Brutta giornata quella di mercoledì 18 settembre per i giovani che aspettano di ottenere la patente: è stato indetto infatti uno sciopero delle autoscuole in tutta Italia per protestare contro l’introduzione dell’Iva al 22% sulle licenze di guida. A renderlo noto sono state le associazioni di settore, Unasca e Confarca, precisando che il 50% degli esami previsti in quella data è destinato a saltare.

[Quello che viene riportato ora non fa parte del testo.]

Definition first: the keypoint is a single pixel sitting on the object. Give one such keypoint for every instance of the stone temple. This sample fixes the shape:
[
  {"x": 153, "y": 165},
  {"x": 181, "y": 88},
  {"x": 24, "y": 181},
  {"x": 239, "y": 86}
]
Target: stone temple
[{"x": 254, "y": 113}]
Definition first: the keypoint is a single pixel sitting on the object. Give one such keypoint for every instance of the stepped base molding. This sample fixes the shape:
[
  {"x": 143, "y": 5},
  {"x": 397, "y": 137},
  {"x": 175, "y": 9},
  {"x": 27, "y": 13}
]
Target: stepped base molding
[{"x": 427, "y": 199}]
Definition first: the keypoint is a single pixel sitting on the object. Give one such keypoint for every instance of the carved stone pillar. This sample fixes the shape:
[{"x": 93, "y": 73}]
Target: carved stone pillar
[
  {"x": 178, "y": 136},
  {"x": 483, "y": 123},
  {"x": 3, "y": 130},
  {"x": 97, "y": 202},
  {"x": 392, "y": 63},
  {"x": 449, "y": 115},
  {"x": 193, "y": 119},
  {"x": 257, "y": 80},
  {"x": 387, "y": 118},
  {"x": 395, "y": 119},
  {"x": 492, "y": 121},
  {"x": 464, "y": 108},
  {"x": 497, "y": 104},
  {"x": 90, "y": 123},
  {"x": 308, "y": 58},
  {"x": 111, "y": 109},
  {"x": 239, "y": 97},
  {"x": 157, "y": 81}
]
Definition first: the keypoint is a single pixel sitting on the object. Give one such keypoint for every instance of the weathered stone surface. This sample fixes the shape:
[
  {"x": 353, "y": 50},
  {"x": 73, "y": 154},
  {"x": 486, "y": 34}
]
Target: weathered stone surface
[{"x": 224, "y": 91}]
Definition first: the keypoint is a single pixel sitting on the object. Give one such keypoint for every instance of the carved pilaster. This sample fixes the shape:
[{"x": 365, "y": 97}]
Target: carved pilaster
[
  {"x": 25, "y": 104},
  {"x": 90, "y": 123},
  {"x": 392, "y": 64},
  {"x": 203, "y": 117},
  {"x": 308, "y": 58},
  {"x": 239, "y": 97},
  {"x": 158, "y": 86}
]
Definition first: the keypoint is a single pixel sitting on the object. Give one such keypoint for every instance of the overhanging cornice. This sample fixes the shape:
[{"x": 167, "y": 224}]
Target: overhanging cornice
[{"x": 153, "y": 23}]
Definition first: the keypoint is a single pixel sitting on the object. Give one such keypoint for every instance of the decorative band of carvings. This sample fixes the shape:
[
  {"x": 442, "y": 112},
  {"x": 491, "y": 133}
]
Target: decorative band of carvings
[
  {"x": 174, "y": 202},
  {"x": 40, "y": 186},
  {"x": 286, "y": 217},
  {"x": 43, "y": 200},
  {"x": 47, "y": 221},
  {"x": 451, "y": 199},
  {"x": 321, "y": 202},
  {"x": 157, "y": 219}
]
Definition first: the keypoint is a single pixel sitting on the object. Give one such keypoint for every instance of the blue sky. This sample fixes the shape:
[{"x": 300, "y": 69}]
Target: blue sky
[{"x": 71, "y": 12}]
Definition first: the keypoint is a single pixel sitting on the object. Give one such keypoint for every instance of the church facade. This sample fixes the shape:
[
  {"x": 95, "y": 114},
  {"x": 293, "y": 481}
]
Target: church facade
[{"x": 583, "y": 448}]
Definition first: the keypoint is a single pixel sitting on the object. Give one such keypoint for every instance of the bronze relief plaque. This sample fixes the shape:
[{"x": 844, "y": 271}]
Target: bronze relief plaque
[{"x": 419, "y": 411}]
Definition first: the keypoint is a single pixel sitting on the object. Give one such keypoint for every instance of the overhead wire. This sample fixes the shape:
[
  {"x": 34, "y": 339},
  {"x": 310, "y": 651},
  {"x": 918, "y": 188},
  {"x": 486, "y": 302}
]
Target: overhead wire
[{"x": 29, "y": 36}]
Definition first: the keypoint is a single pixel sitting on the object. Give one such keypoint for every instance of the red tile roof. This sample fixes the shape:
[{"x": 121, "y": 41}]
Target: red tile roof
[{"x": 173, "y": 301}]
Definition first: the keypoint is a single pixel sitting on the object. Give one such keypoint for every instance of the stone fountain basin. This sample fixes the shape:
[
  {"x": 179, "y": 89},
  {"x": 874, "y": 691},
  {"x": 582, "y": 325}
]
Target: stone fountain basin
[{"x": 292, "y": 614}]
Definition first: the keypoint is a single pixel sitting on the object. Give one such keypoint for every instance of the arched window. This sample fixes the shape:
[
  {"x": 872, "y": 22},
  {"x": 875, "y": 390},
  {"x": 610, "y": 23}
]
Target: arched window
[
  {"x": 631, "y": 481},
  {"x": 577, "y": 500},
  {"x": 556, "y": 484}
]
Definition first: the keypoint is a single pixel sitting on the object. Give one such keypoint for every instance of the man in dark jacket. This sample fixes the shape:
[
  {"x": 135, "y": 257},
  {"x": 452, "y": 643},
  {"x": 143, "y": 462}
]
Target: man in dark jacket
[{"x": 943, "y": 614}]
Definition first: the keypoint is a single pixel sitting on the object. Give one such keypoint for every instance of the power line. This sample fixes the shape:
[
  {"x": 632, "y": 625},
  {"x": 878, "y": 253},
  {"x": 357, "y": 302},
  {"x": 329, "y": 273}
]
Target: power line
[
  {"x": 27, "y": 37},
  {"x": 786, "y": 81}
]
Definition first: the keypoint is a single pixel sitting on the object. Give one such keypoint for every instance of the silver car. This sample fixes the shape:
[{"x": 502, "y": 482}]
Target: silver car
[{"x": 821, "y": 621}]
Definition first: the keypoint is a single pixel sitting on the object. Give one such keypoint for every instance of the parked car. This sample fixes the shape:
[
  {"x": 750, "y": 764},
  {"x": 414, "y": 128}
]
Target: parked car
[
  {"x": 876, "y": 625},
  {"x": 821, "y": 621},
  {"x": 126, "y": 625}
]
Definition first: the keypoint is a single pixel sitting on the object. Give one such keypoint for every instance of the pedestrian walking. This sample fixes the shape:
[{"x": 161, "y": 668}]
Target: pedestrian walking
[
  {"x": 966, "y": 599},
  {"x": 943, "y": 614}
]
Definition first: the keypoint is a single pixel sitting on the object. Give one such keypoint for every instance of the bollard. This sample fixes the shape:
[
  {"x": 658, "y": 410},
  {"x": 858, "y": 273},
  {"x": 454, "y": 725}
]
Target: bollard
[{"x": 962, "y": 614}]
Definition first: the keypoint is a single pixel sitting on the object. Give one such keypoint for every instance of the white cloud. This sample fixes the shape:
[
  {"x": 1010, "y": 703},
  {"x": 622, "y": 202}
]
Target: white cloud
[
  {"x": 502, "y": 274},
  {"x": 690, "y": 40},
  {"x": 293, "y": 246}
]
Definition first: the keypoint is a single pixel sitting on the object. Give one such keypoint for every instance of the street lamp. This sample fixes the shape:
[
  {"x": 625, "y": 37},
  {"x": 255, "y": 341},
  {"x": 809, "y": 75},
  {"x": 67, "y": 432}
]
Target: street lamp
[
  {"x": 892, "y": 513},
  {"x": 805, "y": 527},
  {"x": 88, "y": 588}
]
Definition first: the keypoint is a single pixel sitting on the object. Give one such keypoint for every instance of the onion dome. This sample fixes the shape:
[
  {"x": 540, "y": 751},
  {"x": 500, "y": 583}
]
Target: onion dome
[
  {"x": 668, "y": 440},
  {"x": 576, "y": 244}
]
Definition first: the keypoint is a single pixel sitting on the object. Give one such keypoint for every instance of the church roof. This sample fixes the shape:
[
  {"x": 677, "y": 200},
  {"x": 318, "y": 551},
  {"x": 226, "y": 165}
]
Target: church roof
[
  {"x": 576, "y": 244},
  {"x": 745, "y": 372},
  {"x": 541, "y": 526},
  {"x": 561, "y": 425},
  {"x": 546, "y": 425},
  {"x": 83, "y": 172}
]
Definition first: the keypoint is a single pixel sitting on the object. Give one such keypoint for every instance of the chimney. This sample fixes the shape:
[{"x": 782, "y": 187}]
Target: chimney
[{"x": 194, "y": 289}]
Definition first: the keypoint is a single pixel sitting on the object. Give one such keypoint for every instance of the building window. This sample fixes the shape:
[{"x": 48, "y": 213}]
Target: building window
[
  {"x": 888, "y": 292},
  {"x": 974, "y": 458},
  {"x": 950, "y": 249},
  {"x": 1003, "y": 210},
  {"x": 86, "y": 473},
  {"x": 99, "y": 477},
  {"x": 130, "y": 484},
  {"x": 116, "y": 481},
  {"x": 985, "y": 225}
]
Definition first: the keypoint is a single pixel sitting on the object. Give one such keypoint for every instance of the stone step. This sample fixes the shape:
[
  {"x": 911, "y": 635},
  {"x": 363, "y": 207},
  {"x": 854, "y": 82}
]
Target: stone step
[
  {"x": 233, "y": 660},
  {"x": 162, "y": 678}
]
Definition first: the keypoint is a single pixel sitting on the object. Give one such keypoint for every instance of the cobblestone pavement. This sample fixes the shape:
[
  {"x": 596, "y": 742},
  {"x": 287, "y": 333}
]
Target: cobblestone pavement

CONTRO LA SCELTA SULLA MANCATA ESENZIONE

Il motivo della protesta va cercato in una recente risoluzione dell’Agenzia delle entrate che, recependo una decisione europea, ha stabilito che le lezioni di scuola guida non rientrano tra gli insegnamenti scolastici o universitari esentati dall’Iva.

UNA TASSA RETROATTIVA: CHI PAGA DAL 2014 AL 2018?

Ciò che ha indispettito le autoscuole è stato il carattere retroattivo del provvedimento, a causa del quale per le associazioni si rende necessario ricalcolare le imposte su 3,8 milioni di patenti conseguite tra il 2014 e il 2018. Il timore è che, non potendo richiedere le tasse ai propri ex allievi, le scuole guida debbanoo sborsare quel denaro di tasca propria.

PROBABILE CALO DRASTICO DELLE ORE DI GUIDA PER I COSTI

«Esprimiamo preoccupazione», hanno spiegato Unasca e Confarca, «per il difficile recupero dell’aliquota negli ultimi cinque anni fiscali e per la sicurezza stradale con il calo drastico delle ore di guida per l’aumento delle tariffe».